Streaming for RAG: How to Keep Retrieval-Augmented Generation Fresh in Real Time
Traditional RAG systems retrieve context from batch-refreshed vector stores — embeddings computed hours ago from documents that may have changed since. This creates a fundamental accuracy problem: the LLM generates responses based on stale context, producing confident but incorrect answers. Streaming RAG solves this by continuously updating the retrieval layer as source data changes. A streaming database like RisingWave combines CDC ingestion, SQL transformations, and native vector search in a single system — keeping both structured context and vector embeddings fresh in real time.
This guide explains why batch RAG fails, how streaming RAG works, and how to implement it with architecture patterns from AWS, Confluent, and RisingWave.
The Staleness Problem in RAG
How Traditional RAG Works
Documents → Batch Embed (hourly/daily) → Vector Store → Retrieve → LLM → Response
- Documents are chunked and embedded during a batch job
- Embeddings are stored in a vector database (Pinecone, Weaviate, Chroma)
- When a user queries, the system retrieves the most similar embeddings
- Retrieved context is passed to the LLM for response generation
The problem: Between batch runs, the source data changes but the embeddings don't. The vector store serves stale context.
Real-World Failures from Stale RAG
| Failure | Root Cause | Impact |
| Air Canada chatbot hallucinated a non-existent bereavement discount | Policy document changed but embeddings weren't updated | Legal consequences, public embarrassment |
| Medical RAG recommended outdated treatment | Study was retracted but vectors lingered in the index | Incorrect medical advice |
| Support agent referenced old pricing | Price changed 2 hours ago, next batch embedding runs in 4 hours | Customer confusion, lost trust |
| Inventory assistant said item available | Sold out 30 minutes ago, batch runs nightly | Oversold products, fulfillment failures |
The core issue: LLMs don't know their context is stale. They synthesize authoritative answers from outdated information without any hedging or uncertainty.

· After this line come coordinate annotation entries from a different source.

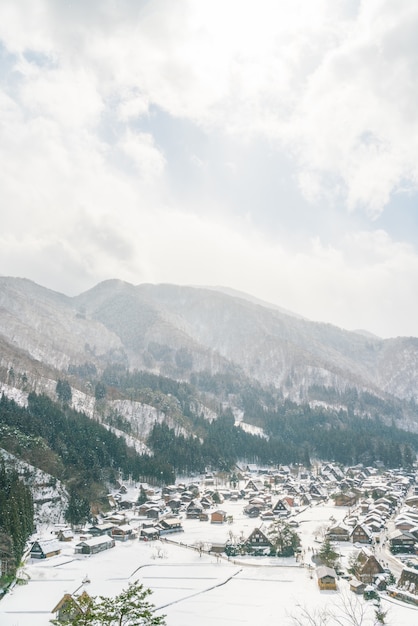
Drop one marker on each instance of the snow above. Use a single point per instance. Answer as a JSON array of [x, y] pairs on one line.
[[189, 587]]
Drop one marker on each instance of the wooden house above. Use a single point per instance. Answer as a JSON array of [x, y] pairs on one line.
[[339, 532], [70, 606], [361, 534], [149, 534], [345, 499], [170, 525], [194, 509], [367, 566], [357, 586], [255, 485], [252, 510], [66, 534], [258, 541], [44, 549], [95, 545], [99, 530], [402, 541], [327, 578], [123, 533], [282, 508], [218, 517]]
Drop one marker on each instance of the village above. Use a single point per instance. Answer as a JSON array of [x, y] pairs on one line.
[[369, 517]]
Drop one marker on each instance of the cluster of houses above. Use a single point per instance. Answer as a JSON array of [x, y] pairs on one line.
[[382, 507]]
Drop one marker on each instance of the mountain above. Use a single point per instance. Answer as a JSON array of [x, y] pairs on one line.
[[179, 331]]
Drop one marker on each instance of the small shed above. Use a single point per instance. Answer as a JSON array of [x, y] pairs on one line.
[[327, 578], [218, 517], [123, 533], [70, 606], [95, 545], [357, 586], [43, 549]]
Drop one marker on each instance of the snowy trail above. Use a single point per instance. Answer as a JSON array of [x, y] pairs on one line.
[[199, 593]]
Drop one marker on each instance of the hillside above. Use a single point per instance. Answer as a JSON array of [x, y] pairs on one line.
[[177, 331]]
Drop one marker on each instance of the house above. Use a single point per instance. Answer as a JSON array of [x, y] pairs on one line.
[[123, 533], [99, 530], [70, 606], [317, 492], [345, 499], [367, 567], [258, 541], [338, 532], [327, 578], [252, 510], [65, 535], [170, 525], [149, 534], [254, 485], [95, 545], [218, 517], [194, 509], [361, 534], [401, 541], [43, 549], [357, 586], [282, 508]]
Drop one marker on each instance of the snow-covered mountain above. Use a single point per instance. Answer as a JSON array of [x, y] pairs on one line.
[[177, 331]]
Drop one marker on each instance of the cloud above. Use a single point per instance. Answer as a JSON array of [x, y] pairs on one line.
[[254, 146]]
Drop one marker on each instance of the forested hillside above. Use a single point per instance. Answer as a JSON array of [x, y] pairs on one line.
[[16, 520]]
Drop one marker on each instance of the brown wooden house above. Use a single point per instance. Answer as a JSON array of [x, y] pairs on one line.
[[44, 549], [70, 606], [258, 541], [218, 517], [327, 578], [361, 534]]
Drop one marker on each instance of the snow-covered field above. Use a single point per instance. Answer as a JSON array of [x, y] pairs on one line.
[[189, 588]]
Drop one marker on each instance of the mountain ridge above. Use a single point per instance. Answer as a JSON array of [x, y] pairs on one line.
[[176, 330]]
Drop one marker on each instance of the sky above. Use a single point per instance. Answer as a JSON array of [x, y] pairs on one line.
[[270, 147]]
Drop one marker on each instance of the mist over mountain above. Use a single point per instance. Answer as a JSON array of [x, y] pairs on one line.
[[176, 331]]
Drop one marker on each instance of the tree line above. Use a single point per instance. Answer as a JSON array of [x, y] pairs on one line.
[[16, 520]]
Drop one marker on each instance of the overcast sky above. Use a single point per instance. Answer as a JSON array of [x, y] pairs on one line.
[[267, 146]]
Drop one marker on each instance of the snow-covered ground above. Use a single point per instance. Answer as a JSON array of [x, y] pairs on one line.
[[189, 588]]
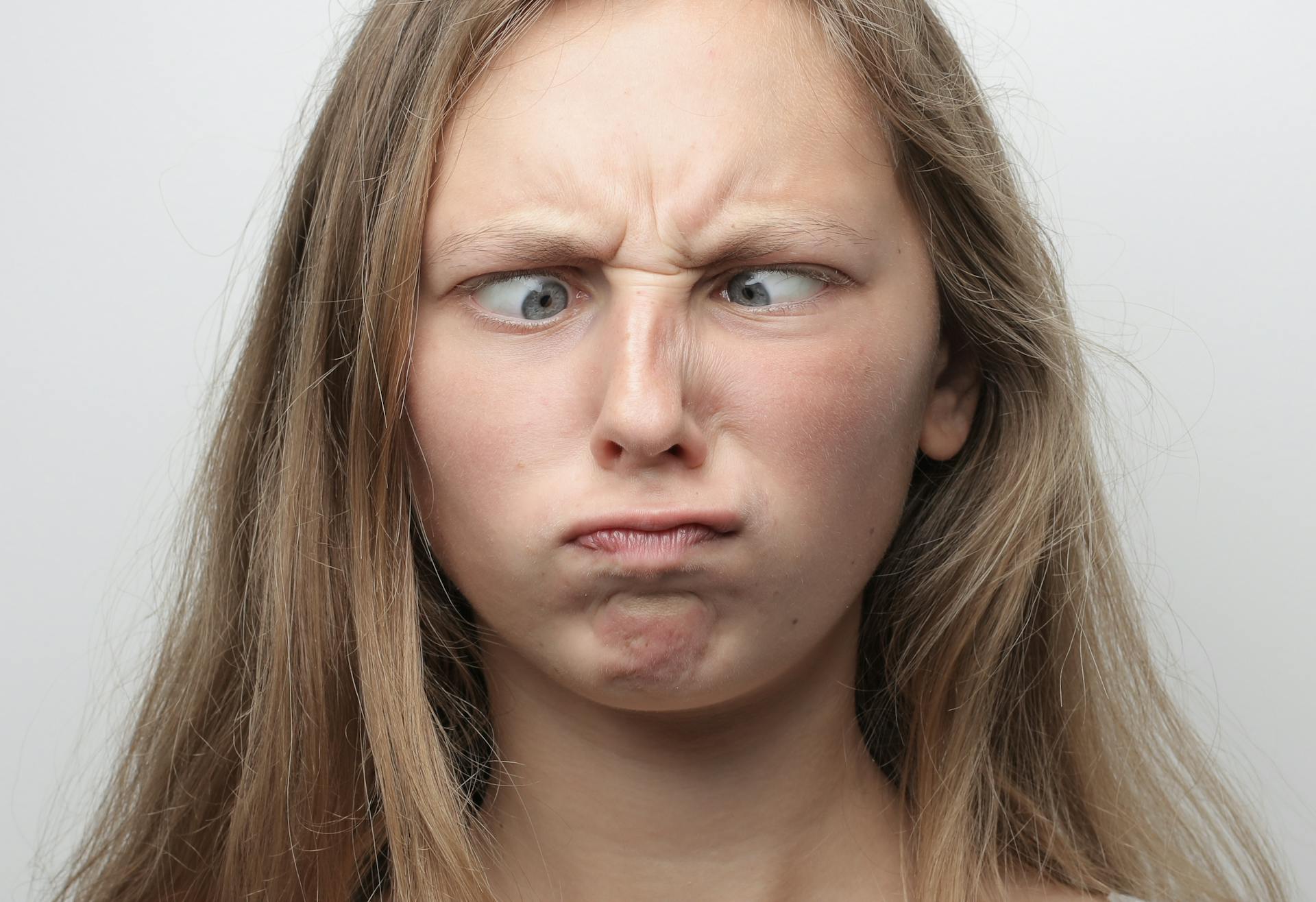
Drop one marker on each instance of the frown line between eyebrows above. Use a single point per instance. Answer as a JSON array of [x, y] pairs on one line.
[[533, 243]]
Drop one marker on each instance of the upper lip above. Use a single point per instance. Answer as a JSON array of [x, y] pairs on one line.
[[655, 520]]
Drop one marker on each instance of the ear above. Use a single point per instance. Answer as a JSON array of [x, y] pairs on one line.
[[952, 400]]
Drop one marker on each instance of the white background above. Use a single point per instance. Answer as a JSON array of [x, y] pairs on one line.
[[1170, 145]]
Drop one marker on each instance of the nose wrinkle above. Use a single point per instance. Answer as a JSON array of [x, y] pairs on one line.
[[645, 398]]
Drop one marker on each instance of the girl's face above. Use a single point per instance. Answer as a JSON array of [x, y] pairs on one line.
[[669, 277]]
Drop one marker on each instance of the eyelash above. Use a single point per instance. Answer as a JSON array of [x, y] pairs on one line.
[[467, 289]]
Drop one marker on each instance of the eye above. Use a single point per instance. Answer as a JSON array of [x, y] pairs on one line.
[[773, 287], [529, 295]]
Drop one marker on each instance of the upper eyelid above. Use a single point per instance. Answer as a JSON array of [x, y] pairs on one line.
[[824, 274]]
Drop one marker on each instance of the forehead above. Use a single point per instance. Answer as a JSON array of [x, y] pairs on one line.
[[665, 117]]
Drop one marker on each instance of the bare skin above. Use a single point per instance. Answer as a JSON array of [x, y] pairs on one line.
[[690, 733]]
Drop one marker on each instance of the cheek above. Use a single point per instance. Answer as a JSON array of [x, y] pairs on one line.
[[479, 436], [844, 419]]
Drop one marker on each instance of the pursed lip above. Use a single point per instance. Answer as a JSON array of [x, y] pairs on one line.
[[655, 520]]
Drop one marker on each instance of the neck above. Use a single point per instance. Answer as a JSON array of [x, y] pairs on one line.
[[773, 797]]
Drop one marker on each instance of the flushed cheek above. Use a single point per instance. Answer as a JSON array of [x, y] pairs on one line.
[[842, 417]]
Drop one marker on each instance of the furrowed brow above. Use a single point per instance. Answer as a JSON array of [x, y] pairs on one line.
[[535, 243]]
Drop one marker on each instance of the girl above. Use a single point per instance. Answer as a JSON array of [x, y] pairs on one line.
[[659, 467]]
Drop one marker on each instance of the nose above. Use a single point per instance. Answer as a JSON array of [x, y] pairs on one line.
[[645, 420]]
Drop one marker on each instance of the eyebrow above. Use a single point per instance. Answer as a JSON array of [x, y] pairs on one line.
[[515, 237]]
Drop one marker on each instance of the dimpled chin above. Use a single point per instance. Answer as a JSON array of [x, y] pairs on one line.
[[653, 642]]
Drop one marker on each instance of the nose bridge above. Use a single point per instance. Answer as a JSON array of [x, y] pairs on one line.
[[644, 417]]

Batch vs Streaming RAG: The Numbers
| Metric | Batch RAG | Streaming RAG |
| Context freshness | Hours (3-24h typical) | Sub-second to minutes |
| P95 latency | >2 seconds (68% of production RAG) | Sub-second achievable |
| QA accuracy improvement | Baseline | Up to 200% relative improvement |
| User drop-off from latency | 40% at >2 second P95 | Significantly lower |
| Embedding staleness window | Hours to days | Seconds to minutes |
What Is Streaming RAG?
Streaming RAG continuously updates the retrieval layer — both structured context and vector embeddings — as source data changes. Instead of batch re-embedding on a schedule, streaming RAG processes changes as they happen.
Two Approaches to Streaming RAG
1. Streaming Vector Updates (keep embeddings fresh)
Source DB → CDC → Streaming Processor → Embedding API → Vector Store → Retrieve
Every change triggers re-embedding of affected documents. The vector store always reflects the current state of source data.
2. Streaming Structured Context (skip embeddings for known queries)
Source DB → CDC → Streaming Database → Materialized Views → Agent queries via SQL
For known context patterns (customer profile, order status, account data), pre-computed SQL views are faster and fresher than embedding-based retrieval. No embedding latency, no semantic mismatch.
3. Hybrid (best of both)
Source DB → CDC → RisingWave → Materialized Views (structured) + Vector Index (semantic)
↓ ↓
SQL queries Similarity search
↓ ↓
Agent combines both for optimal context
How Industry Leaders Build Streaming RAG
AWS: Bedrock Knowledge Bases + Kinesis
AWS connects streaming to RAG through Amazon Bedrock:
- Custom connectors ingest streaming data (Kafka, Kinesis) directly into Bedrock Knowledge Bases
- RetrieveAndGenerateStream API for streaming LLM responses
- Programmatic document ingestion enables continuous updates via API calls
- Architecture: Kinesis → Managed Flink → Bedrock Knowledge Bases
Limitations: AWS-specific, requires Kinesis + Flink + Bedrock. Multiple managed services to coordinate.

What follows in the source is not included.